牛支原体NOX2的原核表达及黏附特性

doi:10.11843/j.issn.0366-6964.2020.11.028

摘要/Abstract

摘要： 旨在探究牛支原体（Mycoplasma bovis，Mb）NADH氧化酶NOX2的生物学功能，本研究参照GenBank中Mb湖北分离株（Mb Hubei-1 strain）nox2基因序列设计引物，应用PCR扩增获得Mb临洮分离株的nox2基因，在测序及序列优化的基础上，构建原核表达载体pET-nox2，并在大肠杆菌Rosetta（DE3）中诱导表达，进而对表达产物rMbNOX2的酶促活性、免疫原性，NOX2在Mb内的分布，rMbNOX2抗血清的补体介导体外杀菌活性和对Mb黏附宿主细胞的抑制活性进行了分析。结果表明，Mb临洮株nox2基因全长1 350 bp，与GenBank中已知序列的Mb nox2基因序列比较，除Mb JF4278株相似性为97.93%外，其余均为99.93%。SDS-PAGE结果显示，优化的nox2基因在大肠杆菌中成功表达，重组蛋白rMbNOX2相对分子质量约为67 ku，且具有良好的酶促活性；ELISA与Western blot结果显示，rMbNOX2具有良好的免疫原性，且Mb NOX2在细胞浆中的分布多于细胞膜；补体介导的体外杀菌试验及黏附抑制试验证实，rMbNOX2抗血清具有明显的补体介导杀支原体活性，并可有效抑制Mb对宿主细胞的黏附。本研究为深入探讨Mb NOX2生物学功能奠定了基础。

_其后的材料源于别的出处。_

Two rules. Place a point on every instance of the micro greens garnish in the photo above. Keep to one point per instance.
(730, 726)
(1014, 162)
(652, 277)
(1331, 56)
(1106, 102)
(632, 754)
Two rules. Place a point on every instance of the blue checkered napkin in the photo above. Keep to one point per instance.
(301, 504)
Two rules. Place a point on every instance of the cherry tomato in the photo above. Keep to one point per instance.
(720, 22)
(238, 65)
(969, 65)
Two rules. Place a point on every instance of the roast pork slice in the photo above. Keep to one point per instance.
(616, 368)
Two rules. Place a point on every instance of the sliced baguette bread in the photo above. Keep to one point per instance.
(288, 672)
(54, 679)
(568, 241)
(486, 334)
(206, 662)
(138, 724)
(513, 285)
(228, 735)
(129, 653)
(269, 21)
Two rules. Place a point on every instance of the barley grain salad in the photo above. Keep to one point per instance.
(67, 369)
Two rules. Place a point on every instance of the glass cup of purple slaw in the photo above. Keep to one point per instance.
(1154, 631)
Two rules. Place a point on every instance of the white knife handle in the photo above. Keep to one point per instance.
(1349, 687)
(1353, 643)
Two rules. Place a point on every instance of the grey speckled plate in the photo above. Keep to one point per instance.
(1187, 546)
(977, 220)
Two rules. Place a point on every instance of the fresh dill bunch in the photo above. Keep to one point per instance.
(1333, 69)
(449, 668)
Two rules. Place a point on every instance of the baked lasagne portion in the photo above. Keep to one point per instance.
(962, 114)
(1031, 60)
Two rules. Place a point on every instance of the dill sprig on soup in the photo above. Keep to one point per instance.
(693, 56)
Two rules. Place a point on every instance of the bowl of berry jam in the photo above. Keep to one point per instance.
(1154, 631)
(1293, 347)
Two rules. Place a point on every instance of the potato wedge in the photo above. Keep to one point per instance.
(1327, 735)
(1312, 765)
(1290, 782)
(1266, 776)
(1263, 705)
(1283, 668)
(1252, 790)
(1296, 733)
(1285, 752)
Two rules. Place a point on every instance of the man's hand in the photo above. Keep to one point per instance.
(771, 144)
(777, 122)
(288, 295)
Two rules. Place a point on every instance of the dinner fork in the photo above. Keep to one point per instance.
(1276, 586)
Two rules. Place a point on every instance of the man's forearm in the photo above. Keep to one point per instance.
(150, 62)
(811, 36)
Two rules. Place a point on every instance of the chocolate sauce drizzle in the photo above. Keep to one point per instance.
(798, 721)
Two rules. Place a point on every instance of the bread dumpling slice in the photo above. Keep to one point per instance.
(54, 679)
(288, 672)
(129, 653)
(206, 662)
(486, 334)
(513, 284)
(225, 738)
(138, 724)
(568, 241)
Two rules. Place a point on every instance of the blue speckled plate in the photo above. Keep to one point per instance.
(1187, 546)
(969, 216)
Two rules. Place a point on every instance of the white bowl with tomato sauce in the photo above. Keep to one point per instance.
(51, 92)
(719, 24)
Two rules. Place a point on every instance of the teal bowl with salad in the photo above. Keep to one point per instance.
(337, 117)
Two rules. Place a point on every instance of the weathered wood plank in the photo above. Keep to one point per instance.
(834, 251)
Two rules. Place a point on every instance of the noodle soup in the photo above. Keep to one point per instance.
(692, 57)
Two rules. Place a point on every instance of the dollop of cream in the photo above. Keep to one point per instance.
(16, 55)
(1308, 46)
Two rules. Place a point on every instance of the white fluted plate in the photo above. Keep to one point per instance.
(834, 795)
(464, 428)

关键词: 牛支原体, nox2基因, 原核表达, 功能分析

Abstract: To explore the biological function of NADH oxidase NOX2 from Mycoplasma bovis (Mb), according to the nox2 gene sequence of Mb strain Hubei (GenBank.CP002513.1), the primers were designed and the nox2 gene of Mb strain Lintao was amplified by PCR. Based on sequencing and gene optimization, the prokaryotic expression vector pET-nox2 was constructed, and was expressed in Escherichia coli Rosetta (DE3). Subsequently, the analysis of the enzymatic activity and the immunogenicity of recombinant proteins rMbNOX2 were completed. And then the subcellular localization of NOX2, complement-dependent bactericidal activity of anti-rMbNOX2 serum, and as well as inhibition effect of anti-rMbNOX2 serum to Mb adhering to host cells was determined. The results showed that the CDS sequence of the nox2 gene of Mb Lintao strain was 1 350 bp, and showed 99.93% homology with nox2 gene of all Mb except Mb JF4278 strain in GenBank. The result of SDS-PAGE displayed the optimized nox2 was successfully expressed in E. coli. The recombinant protein rMbNOX2 was about 67 ku. Enzyme activity analysis showed that the purified rMbNOX2 had good enzymatic activity. The results of ELISA and Western blot showed that the rMbNOX2 has excellent immunogenicity, and the Mb NOX2 distribute both in the cell membrane and cytoplasm, but it's more distributed in the cytoplasm. Complement-dependent mycoplasmacidal assay and adherence inhibition assay confirmed anti-rMbNOX2 serum has distinct complement-dependent mycoplasmacidal activity and can also effectively inhibit the adherence of Mb to host cells. The results of this study lay a foundation for further study on the biological function of Mb NOX2.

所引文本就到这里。